Litchfield recalled Lewis’
response when she asked her how she was doing: “Can’t you see the peace? The
best way I know to describe it is like the way a little child feels when they
go to bed at night knowing Mommy and Daddy are in the next room. That is how I
feel. Jesus has me.”
They shared songs. “When she
sang ‘His Eye is on the Sparrow,’ I lost it,” the chaplain said, her voice
shaky with emotion. “Standing in a prison cell, facing execution, she radiated,
‘I sing because I’m happy.’ Then, raising her arms, face lifted toward heaven,
she continued, ‘I sing because he set me free!’ At this point, I’m sobbing, so
deeply moved by her faith. Tears are streaming down my face and she reached
through the bars, cupped my face in her hand and wiped away my tears. I had
gone to comfort her, but she comforted me. She ministered to the minister. The
person who participated in those heinous crimes in 2002 — she was dead long
ago. The person who stood before me was a new creation in Christ.”
She recalled Lewis’ final
words to her: “Fierce love!” Litchfield said the two had often used that
expression. “It means the kind of love that God has for us — strong, powerful
and lasting,” the chaplain explained.
Litchfield, and her
successor at Fluvanna, Julie Perry, grieve the loss of their sister in Christ
who ministered to her fellow prisoners. But Litchfield grieves for other
reasons as well.
“What surprised me about
this process,” she said, “was the hatred that people spewed at me and at my
family for advocating for Teresa. Others were just silent, withdrawing their
friendship and support. Those of us who knew and loved Teresa on the inside and
have tried to advocate for her on the outside, all of us lost friends over
this.”
Litchfield said she’s
disappointed that some seem to believe that to advocate for Lewis’s sentence to
be commuted meant becoming an adversary of the victims’ families.
“As a member of the clergy,
my faith was shaken — not my faith in God, but my faith in people over this,”
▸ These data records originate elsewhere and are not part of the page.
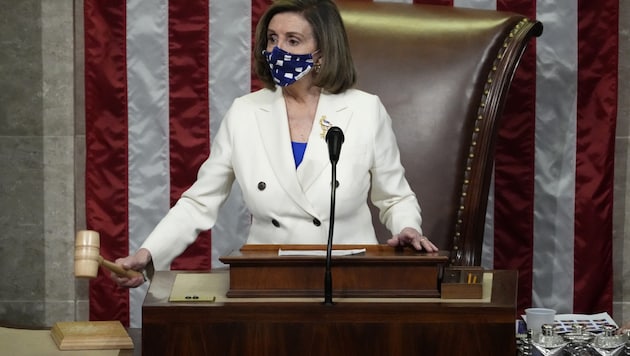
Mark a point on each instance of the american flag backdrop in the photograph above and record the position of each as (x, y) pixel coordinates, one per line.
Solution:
(160, 74)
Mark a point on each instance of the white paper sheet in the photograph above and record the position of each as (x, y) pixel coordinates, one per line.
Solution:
(357, 251)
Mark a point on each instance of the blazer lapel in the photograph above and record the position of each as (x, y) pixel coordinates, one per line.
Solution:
(332, 110)
(274, 131)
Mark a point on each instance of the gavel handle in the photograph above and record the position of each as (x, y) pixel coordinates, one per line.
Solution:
(129, 273)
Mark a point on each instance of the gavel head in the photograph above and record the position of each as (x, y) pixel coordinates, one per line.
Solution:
(86, 253)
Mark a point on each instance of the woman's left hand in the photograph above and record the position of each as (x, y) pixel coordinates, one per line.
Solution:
(411, 236)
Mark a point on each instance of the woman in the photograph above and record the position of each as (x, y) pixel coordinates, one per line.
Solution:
(272, 142)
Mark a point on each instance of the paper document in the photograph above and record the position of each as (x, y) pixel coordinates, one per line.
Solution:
(357, 251)
(563, 323)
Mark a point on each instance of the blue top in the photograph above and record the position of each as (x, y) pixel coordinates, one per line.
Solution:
(298, 152)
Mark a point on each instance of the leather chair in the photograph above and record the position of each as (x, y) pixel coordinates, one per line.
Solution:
(443, 74)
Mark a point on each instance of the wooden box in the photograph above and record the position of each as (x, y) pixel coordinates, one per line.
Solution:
(462, 283)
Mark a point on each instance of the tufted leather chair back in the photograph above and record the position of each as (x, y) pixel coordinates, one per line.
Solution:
(443, 74)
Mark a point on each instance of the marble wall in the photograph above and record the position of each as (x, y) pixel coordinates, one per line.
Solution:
(42, 164)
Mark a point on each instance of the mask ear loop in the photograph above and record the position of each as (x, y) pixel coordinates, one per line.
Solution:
(317, 66)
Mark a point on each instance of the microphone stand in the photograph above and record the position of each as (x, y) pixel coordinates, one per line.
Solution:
(328, 273)
(334, 138)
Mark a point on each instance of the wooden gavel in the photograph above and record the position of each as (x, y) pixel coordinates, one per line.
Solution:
(87, 257)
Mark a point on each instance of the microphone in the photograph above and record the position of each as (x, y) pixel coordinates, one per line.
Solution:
(334, 138)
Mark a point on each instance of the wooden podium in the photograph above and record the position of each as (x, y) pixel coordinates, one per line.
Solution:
(365, 325)
(380, 271)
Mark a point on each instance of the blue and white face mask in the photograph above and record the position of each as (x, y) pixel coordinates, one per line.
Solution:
(287, 68)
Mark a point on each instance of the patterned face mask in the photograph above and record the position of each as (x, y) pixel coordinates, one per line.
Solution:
(287, 68)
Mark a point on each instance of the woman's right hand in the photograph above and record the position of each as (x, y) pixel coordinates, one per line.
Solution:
(136, 262)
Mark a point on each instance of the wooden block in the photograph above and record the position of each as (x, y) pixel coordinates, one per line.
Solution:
(90, 335)
(462, 283)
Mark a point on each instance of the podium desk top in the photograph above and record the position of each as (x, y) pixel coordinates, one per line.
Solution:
(170, 288)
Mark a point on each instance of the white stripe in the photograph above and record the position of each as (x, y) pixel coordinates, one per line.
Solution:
(147, 72)
(230, 77)
(556, 88)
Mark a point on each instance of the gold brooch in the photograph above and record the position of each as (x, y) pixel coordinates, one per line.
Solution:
(325, 125)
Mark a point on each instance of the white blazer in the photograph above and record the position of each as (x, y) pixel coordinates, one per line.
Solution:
(290, 206)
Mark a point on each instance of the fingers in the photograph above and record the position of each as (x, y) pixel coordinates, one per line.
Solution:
(129, 263)
(409, 236)
(127, 282)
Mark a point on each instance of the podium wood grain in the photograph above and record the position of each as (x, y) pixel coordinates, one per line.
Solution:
(285, 327)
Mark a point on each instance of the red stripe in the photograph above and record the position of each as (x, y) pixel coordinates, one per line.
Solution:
(189, 110)
(514, 169)
(106, 148)
(596, 120)
(434, 2)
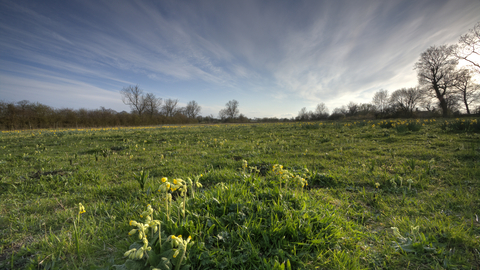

she lamented. “Through this experience, I have seen intimately the unfair
application of the death penalty. How can a man who tomahawks four people to
death get a life sentence while my Teresa got death? I have also observed the
hatefulness of those sitting in distant seats of self-righteous judgment
against those who become entangled in the legal system’s grasp. I see clearly
that capital punishment is far more about a political agenda than it is about
justice.”
Thinking theologically,
Litchfield offered, “In my faith, Christ teaches that God can bring good out of
even the worst of circumstances. I hold to that. I am forever changed by my
experience with Teresa Lewis. I grew to love her. She taught me about the
resilience of the human spirit, about making the best out of a horrible and
tragic situation and about light in the darkest of places. Teresa showed me a
peace that surpasses understanding and love in the midst of hate.”